Open Marigold opened 1 month ago
On the cost side, I don't see the cost increasing that much. Even if it was 10x, it'd still cost less than 5$ per day. But maybe I'm missing something, and it could be a larger increase?
But maybe I'm missing something, and it could be a larger increase?
I have no idea to be honest, I was just surprised that just github PRs cost $0.35. I expect that Slack contains much more information (that doesn't have to translate into size though).
@Marigold From what I quickly inspected, the current system prompt includes much of our documentation (e.g. docs for Table
, Variable
, Dataset
, etc. objects). Haven't checked the exact number of tokens, but I could imagine it being 95% documentation + 5% GitHub PRs. Knowing this, I think that the additional cost of Slack messages wouldn't be that high.
Could be a good cooldown project, or something for over Xmas.
The News app in Wizard provides a summary of key events in the ETL repository over the past 7 days. This summary is generated from all PRs stored in MySQL.
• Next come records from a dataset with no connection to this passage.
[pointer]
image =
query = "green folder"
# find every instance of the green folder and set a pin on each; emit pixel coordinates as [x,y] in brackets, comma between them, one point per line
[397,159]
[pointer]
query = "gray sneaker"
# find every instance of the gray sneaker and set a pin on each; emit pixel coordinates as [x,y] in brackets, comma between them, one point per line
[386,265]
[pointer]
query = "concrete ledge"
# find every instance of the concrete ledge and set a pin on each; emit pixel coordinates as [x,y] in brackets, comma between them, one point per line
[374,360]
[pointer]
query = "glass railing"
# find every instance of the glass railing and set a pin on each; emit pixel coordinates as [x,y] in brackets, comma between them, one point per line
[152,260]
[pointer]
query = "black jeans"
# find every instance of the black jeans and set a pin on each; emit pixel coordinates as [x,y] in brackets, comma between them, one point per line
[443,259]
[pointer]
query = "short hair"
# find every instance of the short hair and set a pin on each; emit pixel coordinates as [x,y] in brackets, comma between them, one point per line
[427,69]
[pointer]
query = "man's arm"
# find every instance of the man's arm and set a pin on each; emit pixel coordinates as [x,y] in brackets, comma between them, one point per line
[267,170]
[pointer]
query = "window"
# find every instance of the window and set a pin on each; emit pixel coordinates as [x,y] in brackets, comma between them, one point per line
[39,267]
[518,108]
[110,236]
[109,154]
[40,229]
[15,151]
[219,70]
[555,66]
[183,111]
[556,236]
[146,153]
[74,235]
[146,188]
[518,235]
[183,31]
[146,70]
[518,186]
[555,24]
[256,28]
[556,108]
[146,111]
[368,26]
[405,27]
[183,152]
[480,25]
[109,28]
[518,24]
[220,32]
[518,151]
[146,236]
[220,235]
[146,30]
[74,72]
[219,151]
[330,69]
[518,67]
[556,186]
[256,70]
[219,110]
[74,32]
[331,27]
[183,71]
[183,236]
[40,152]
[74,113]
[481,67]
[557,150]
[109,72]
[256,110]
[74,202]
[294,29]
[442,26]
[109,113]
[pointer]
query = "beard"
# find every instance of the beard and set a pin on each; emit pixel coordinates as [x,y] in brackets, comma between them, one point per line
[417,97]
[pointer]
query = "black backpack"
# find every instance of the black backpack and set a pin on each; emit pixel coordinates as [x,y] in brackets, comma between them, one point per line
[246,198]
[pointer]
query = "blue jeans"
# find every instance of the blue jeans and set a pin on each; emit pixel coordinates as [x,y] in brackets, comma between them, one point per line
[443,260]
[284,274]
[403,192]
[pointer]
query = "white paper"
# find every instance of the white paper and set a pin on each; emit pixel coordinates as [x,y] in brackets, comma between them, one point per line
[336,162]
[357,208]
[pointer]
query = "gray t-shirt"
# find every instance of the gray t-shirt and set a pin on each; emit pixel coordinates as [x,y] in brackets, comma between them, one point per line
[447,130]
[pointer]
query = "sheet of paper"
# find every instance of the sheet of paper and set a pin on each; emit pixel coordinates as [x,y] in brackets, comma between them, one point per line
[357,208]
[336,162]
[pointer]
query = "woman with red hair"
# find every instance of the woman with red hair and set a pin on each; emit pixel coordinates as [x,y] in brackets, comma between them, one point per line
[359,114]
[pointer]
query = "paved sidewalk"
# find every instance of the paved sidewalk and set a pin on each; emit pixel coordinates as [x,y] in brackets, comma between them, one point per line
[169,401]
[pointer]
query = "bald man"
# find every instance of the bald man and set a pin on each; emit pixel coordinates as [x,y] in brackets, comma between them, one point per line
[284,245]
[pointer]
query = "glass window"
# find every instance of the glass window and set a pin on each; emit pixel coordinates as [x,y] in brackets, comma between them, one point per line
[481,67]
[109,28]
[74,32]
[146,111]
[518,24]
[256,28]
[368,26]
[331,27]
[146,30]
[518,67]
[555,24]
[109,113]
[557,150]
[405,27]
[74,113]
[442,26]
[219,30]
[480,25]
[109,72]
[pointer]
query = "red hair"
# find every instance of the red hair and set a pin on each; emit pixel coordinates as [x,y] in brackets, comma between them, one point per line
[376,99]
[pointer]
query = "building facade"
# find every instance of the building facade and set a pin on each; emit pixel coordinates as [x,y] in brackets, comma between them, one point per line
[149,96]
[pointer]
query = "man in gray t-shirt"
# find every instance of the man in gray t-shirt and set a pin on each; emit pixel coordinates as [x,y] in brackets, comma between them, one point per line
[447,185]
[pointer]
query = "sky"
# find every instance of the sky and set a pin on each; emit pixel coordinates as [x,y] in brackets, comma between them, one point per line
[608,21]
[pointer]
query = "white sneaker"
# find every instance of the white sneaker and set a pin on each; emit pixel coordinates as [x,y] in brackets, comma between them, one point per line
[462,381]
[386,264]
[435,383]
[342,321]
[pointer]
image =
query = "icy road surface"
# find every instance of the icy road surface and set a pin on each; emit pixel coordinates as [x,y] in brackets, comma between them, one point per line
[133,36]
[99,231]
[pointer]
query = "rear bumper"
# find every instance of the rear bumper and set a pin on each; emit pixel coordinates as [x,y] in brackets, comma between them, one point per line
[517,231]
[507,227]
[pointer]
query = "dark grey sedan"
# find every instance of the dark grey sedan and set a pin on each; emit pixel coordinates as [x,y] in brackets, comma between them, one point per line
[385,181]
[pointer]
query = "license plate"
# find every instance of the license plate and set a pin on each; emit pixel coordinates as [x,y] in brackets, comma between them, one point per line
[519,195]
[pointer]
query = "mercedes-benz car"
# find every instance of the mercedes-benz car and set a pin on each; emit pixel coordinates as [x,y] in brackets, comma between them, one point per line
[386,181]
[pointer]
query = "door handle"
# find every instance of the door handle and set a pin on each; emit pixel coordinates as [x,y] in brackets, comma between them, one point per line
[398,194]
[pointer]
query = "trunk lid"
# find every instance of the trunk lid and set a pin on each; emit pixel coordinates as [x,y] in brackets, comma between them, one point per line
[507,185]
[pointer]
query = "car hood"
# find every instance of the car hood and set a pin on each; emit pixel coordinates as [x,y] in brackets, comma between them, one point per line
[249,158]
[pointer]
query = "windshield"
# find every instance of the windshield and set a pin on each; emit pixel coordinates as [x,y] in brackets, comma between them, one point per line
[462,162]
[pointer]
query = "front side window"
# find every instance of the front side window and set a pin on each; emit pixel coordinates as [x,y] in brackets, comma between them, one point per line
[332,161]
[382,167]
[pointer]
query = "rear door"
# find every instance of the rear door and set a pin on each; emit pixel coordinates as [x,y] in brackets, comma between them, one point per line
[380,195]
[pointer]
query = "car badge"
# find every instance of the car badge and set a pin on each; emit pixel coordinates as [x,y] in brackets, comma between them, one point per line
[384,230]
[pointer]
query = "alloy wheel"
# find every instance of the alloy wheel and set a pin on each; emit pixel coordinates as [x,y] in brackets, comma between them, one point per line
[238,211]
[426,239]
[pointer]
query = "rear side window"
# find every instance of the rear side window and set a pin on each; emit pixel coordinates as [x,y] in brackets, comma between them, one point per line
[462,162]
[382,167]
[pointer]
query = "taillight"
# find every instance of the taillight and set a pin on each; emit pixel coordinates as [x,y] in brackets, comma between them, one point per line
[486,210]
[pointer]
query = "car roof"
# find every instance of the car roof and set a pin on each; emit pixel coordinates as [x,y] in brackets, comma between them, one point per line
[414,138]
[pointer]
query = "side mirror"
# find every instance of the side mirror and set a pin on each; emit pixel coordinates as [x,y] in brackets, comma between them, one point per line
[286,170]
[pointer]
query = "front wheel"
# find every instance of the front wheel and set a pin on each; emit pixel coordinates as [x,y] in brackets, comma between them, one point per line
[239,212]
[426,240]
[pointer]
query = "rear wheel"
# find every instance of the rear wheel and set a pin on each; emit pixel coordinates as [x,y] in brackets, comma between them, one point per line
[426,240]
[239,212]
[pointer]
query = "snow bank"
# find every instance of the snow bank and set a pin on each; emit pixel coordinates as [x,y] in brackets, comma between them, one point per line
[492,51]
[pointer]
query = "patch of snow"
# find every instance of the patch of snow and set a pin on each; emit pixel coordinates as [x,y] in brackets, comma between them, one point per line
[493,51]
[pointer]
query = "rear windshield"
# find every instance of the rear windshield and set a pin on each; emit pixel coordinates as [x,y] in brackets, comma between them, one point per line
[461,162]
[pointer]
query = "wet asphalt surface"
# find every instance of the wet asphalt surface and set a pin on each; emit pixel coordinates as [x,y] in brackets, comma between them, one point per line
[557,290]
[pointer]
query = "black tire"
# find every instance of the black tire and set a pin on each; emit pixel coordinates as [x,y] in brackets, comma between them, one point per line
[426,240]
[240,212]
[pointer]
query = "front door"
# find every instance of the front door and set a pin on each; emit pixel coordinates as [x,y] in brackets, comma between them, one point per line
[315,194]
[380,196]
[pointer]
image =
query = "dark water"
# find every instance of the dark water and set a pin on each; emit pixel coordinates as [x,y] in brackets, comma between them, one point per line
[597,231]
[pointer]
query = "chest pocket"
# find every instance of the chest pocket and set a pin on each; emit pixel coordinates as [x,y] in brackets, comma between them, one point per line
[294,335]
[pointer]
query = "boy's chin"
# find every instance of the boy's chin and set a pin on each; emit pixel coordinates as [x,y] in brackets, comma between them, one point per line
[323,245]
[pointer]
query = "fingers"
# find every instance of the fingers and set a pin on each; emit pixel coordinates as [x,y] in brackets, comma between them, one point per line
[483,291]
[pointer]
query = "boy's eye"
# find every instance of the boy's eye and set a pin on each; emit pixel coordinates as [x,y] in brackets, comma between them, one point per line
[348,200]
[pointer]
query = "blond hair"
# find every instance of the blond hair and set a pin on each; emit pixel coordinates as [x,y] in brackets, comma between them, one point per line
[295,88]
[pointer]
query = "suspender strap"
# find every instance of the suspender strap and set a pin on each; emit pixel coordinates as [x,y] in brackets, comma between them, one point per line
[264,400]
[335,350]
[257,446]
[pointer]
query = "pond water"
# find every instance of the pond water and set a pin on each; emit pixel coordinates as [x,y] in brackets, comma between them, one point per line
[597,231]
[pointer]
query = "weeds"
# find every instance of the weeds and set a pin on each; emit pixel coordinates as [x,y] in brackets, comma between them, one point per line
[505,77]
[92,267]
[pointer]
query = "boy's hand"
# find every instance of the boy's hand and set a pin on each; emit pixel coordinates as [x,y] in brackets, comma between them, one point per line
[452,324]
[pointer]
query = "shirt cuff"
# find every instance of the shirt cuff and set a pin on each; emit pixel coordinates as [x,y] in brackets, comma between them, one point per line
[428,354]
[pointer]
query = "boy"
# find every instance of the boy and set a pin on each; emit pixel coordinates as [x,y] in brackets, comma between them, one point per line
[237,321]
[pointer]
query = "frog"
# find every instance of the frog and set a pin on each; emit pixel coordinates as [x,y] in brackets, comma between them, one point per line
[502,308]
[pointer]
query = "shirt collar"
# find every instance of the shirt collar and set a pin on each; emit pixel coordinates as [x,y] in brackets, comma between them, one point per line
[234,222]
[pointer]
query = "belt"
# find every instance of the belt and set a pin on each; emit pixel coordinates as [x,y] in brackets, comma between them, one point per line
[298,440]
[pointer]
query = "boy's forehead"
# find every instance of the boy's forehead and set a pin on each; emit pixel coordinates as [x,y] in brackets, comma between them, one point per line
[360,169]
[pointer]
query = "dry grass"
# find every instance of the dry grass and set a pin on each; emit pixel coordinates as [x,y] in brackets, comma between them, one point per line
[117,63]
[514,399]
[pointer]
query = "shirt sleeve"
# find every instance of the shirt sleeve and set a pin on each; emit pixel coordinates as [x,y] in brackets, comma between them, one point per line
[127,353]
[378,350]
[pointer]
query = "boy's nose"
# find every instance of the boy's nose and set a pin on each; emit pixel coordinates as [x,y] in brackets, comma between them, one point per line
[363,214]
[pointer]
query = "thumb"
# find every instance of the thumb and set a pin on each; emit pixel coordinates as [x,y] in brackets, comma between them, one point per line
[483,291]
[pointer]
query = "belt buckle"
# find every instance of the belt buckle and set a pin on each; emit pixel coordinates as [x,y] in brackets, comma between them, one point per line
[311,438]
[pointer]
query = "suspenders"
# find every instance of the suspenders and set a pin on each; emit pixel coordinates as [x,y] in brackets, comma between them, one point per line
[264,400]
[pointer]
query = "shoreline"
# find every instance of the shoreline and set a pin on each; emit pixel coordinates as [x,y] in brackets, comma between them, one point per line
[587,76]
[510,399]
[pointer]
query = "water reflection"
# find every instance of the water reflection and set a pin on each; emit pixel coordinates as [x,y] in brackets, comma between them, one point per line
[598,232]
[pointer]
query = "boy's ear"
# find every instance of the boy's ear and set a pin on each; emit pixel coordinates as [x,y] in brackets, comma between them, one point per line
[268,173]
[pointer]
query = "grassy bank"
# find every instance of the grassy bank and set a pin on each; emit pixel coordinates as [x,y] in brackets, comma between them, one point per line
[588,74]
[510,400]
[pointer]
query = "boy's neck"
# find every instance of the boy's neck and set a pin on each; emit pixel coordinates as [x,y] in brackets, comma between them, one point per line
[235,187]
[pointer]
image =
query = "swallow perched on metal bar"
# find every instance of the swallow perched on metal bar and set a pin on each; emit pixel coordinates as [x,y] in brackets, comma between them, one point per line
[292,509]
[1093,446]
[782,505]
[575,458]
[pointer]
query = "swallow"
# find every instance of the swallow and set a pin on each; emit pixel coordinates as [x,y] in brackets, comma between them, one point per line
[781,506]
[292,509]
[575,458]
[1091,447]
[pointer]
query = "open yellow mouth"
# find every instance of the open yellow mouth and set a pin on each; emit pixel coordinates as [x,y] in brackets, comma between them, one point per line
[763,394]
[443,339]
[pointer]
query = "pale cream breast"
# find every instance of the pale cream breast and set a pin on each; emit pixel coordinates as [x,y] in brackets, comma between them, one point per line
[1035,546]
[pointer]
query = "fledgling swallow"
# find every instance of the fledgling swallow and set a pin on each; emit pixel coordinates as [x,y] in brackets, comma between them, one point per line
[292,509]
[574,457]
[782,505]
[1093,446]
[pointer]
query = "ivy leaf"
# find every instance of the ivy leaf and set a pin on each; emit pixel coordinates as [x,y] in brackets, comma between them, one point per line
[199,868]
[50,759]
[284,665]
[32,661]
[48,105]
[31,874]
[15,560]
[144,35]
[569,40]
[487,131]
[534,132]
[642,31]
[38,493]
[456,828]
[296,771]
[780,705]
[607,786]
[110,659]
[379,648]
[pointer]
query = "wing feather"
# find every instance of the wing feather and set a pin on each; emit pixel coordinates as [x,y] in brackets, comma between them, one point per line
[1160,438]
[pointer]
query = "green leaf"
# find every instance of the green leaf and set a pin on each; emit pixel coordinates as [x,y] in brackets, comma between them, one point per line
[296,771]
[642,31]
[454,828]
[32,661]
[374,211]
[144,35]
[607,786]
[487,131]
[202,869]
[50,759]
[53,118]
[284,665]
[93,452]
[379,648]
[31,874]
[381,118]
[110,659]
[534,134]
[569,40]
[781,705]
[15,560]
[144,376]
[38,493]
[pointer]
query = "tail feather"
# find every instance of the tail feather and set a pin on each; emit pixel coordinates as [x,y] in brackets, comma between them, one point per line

It would be interesting to apply this concept to all communication in Slack and see if we can generate useful summaries. For example, we could track dataset updates, article or insight changes, projects, bugs, and more. Since many of our apps already send data to Slack (e.g., GitHub updates, bug reports), Slack essentially functions as our communication "data warehouse."
Risks
This could become pretty expensive. We pay $0.35 for News summary which includes just Github activity. We should think carefully about what to include there and what not.
If we store Slack data in MySQL, we have to make sure it's excluded from Datasette public.